Le buche non fermano gli investitori istituzionali italiani ed esteri. Roma si conferma, dopo Milano, luogo privilegiato degli investimenti immobiliari in Italia, concentrando nel 2019 il 19 per cento del volume delle operazioni effettuate a livello nazionale. Valore che si prevede in crescita anche quest’anno, per arrivare al 23 per cento l’anno prossimo, per circa tre miliardi di euro. Negli ultimi dieci anni sono stati investiti nella capitale (soprattutto in alberghi, commercio e uffici) circa dieci miliardi di euro, contro i 25 miliardi investiti a Milano. Le prospettive della capitale sono buone e la crescita dovrebbe consolidarsi nel prossimo futuro, con il settore della locazione breve residenziale in primo piano. Questi sono alcuni dei dati del Rapporto 2019 su “Il mercato immobiliare di Roma e del Lazio”, presentato da Scenari Immobiliari in collaborazione con Casa.it.

A fine 2019 nel Lazio si stima saranno state compravendute 72.500 case (65.500 nel 2018), risultato che confermerà la regione al secondo posto per numero di scambi sul totale nazionale, superata solo dalla Lombardia. Con un incremento sul 2018 di quasi l’11 per cento, la regione Lazio rappresenta anche l’undici per cento del mercato residenziale nazionale. Nei capoluoghi si compiono circa il 59 per cento delle compravendite, corrispondenti a un fatturato di poco meno di 14 miliardi di euro.
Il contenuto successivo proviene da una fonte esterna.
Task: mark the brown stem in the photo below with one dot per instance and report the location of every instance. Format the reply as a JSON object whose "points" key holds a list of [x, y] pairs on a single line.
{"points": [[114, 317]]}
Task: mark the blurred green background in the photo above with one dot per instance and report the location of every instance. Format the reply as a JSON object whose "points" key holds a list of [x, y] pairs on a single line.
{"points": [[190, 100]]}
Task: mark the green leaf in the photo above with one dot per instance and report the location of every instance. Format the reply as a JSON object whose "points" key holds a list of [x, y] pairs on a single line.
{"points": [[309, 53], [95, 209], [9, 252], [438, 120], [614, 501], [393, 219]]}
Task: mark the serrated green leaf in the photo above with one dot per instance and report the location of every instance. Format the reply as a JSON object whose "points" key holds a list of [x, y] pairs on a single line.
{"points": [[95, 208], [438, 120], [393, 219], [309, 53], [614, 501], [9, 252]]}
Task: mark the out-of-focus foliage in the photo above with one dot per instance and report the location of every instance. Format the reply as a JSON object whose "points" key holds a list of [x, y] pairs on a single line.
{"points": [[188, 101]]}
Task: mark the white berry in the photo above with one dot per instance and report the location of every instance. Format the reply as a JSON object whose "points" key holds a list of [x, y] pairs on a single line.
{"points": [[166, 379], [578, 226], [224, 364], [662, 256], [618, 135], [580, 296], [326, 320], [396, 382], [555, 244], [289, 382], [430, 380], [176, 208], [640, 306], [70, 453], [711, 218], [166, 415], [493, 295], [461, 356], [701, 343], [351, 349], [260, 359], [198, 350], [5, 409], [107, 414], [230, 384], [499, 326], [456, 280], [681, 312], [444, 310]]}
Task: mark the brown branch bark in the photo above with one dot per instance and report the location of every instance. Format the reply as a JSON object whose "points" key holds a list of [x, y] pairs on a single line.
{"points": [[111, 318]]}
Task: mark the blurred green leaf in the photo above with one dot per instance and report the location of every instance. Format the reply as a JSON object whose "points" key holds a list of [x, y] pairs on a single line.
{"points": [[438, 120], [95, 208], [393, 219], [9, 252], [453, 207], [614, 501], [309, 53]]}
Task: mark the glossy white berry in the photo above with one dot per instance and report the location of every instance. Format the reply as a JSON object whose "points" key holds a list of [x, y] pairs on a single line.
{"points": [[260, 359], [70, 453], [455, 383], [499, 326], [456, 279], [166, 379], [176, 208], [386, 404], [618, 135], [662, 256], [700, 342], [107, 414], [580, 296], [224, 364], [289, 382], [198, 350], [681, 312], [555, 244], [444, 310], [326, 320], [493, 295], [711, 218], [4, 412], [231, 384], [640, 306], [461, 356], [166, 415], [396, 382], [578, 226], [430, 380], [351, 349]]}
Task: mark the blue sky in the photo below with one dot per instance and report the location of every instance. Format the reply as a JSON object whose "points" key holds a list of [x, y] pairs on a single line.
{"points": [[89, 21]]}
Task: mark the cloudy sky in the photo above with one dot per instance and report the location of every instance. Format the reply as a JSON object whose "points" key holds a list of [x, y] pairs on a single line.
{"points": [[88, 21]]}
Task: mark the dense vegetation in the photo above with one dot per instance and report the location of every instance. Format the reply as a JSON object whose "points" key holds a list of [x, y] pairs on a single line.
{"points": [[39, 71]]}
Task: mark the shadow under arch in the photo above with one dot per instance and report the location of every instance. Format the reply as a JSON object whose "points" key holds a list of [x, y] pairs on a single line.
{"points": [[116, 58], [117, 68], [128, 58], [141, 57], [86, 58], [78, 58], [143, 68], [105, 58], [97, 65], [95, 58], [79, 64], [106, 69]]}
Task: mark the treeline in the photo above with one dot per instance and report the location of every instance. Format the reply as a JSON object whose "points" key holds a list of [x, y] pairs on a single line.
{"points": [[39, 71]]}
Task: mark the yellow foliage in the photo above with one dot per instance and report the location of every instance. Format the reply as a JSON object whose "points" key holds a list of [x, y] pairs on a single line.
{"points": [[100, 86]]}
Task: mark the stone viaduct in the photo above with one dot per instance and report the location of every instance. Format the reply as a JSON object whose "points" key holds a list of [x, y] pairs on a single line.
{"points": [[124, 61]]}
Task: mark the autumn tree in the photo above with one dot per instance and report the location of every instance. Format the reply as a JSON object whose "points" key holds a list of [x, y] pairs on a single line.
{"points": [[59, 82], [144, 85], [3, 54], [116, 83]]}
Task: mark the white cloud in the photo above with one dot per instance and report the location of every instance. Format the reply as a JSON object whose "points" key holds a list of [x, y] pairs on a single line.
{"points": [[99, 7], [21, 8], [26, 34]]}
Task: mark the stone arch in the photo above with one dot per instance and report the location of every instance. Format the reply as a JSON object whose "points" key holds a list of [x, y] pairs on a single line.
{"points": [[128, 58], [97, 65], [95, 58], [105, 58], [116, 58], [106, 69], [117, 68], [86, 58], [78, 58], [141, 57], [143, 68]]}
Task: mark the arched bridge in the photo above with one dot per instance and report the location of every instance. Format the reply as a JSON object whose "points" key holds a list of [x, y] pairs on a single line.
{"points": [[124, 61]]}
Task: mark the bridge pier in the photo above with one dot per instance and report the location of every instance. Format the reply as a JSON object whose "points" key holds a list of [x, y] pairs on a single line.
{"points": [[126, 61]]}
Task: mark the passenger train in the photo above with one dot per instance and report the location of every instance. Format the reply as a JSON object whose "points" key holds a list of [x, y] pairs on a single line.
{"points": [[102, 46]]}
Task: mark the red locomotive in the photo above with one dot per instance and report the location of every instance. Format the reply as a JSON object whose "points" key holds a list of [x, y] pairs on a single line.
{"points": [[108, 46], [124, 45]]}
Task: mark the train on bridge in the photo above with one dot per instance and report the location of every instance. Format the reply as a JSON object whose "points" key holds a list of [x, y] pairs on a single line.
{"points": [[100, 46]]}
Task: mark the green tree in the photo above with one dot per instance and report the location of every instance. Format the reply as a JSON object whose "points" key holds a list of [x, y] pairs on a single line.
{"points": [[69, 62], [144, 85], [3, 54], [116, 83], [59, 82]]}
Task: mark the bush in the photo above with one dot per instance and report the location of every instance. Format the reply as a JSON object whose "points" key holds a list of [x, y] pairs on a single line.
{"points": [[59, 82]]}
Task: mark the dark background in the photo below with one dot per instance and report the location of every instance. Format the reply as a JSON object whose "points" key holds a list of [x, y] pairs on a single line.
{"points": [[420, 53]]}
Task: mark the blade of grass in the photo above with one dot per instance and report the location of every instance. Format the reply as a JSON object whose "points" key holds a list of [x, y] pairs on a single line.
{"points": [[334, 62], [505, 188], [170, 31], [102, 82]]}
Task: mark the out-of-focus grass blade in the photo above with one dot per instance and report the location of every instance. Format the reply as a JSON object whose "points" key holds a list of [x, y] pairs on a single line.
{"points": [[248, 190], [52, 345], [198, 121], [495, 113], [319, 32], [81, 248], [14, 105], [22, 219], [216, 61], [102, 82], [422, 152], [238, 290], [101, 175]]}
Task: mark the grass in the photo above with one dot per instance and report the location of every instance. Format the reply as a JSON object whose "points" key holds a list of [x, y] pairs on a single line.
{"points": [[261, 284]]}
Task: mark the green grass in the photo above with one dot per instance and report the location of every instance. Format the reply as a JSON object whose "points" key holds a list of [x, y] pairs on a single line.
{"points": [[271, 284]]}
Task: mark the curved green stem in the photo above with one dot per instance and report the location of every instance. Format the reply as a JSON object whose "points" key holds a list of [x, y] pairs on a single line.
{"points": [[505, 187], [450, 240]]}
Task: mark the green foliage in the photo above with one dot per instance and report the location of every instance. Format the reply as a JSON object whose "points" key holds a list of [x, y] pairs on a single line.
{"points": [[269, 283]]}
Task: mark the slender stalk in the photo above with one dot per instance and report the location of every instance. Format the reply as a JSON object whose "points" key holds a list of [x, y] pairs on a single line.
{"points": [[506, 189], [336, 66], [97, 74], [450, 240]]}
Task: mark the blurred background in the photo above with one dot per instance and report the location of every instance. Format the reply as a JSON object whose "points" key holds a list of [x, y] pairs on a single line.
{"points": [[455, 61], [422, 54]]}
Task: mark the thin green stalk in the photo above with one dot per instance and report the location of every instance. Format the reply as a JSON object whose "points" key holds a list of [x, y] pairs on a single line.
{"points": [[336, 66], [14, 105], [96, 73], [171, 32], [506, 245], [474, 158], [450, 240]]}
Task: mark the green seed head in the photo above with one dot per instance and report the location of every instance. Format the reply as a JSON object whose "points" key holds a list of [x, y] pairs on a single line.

A Roma si realizzano oltre la metà delle transazioni avvenute in tutta la regione, con un fatturato che da solo rappresenta il 97 per cento di quello realizzato da tutti i capoluoghi.

Negli ultimi 12 mesi, le provincie laziali hanno mantenuto stabili i valori dei prezzi medi al metro quadrato, realizzando un incremento di poco inferiore all’uno per cento, dato che si confronta con la crescita zero dei prezzi delle case a livello nazionale. Prendendo in considerazione le zone del semicentro, Roma mostra una migliore tenuta a dieci anni, con un calo del 6 per cento sul 2008, ma in crescita a partire dal 2015. La Capitale supera di circa dieci punti la media italiana, che si è stabilizzata nel 2017 con il 17 per cento in meno rispetto al 2008 e attese di inversione di tendenza per il prossimo anno.